今回は、米国スリーマイル島の放射能漏れ事故後の甲状腺がんについてのデータです。米国において、がんの発症は、地域ごとに集計されているので、そうしたデータを利用しての結果です。


スリーマイル島Iにおける甲状腺がんの増加について
1979の3月28日にスリーマイル島の原発事故が起きました。その後の甲状腺がんの発生状況における疫学研究です。超過死亡・超過発症というのは、他の地域に居住する人たちとくらべて、この地域の人々に限定した場合、どの位にがん発症による死亡、あるいは発症の増加があったのかをしめす数値です。論文サマリのみのデータによるので、細かい調査方法はわかりません。


事故時、周囲5マイルには、32,135 の人がいました。この郡に居住する人々では、がん死の超過増加はありませんでしたが、長期の影響について、1985年から2002年まで、18年にわたり、甲状腺がんについての超過発症の調査がなされました。

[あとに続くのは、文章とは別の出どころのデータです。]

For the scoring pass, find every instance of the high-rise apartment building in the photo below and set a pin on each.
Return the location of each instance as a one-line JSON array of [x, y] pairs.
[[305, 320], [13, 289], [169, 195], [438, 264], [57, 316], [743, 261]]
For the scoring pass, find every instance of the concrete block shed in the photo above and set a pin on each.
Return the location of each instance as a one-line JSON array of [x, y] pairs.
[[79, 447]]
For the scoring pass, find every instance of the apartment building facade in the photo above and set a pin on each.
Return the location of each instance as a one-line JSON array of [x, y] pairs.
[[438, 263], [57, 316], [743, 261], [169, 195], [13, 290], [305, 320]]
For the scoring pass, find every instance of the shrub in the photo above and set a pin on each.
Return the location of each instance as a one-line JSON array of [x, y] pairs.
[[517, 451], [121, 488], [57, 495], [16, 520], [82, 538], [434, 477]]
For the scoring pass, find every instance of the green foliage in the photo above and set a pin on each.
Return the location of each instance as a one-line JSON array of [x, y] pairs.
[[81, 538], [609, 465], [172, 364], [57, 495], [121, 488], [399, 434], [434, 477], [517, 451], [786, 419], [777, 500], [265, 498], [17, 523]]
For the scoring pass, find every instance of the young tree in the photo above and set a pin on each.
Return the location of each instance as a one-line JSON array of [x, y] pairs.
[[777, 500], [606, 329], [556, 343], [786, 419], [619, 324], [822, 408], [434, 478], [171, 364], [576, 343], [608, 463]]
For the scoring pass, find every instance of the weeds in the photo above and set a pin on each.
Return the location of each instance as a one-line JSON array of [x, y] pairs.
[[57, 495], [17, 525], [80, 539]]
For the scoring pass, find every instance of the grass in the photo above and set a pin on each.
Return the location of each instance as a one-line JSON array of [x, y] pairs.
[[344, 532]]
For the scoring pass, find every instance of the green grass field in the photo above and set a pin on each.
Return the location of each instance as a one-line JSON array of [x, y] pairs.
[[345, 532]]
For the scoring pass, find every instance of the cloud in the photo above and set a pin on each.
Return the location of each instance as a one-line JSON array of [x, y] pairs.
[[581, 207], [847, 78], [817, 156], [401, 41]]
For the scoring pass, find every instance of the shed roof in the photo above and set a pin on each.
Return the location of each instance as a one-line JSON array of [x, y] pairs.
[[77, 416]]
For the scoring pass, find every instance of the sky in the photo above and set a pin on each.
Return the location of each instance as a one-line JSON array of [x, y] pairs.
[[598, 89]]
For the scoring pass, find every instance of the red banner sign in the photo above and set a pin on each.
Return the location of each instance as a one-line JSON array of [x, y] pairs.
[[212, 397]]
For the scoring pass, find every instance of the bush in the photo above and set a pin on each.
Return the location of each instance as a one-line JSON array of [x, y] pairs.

スリーマイル島付近のDauphin, York, Lancaster の3郡が、甲状腺がんの調査の対象でした(Dauphin郡はスリーマイル島がある地域)。1985年の調査開始時に、新たな甲状腺がんは、それぞれの郡(Dauphin, York, Lancaster).で11 人発見されました。 2002年までに, Dauphin郡29 人, Lancaster郡, 81人 、York County郡 69 人のがんが発症しました。同じ時期の米国の平均の甲状腺がんの発症状況と比較して、Dauphin郡では、がんの発症は上昇しませんでした。York 郡では、1995年 から 2002年の間の1年間、高い超過のがん発症があったと見なされました。Lancaster 郡では、調査年間すべてで、がんの発症は上昇したと見なされました。一番多い年は、50% の超過発症であると計算されました。


まとめ
スリーマイル島があったDauphin郡では、がんの超過発症はありませんでした。Lancaster 郡では、有意差をもって1995年から毎年甲状腺がんが増加しました。
PMID: 18300710 Laryngoscope. 2008 Apr;118(4):618-28.
他の論文ですが、住民が浴びた放射線量は、5マイル圏内で10日間で、0.09-0.25ミリシーベルトという推定の数値がありました。ウキペディアによると、0.01-1ミリシーベルトと書いてありました。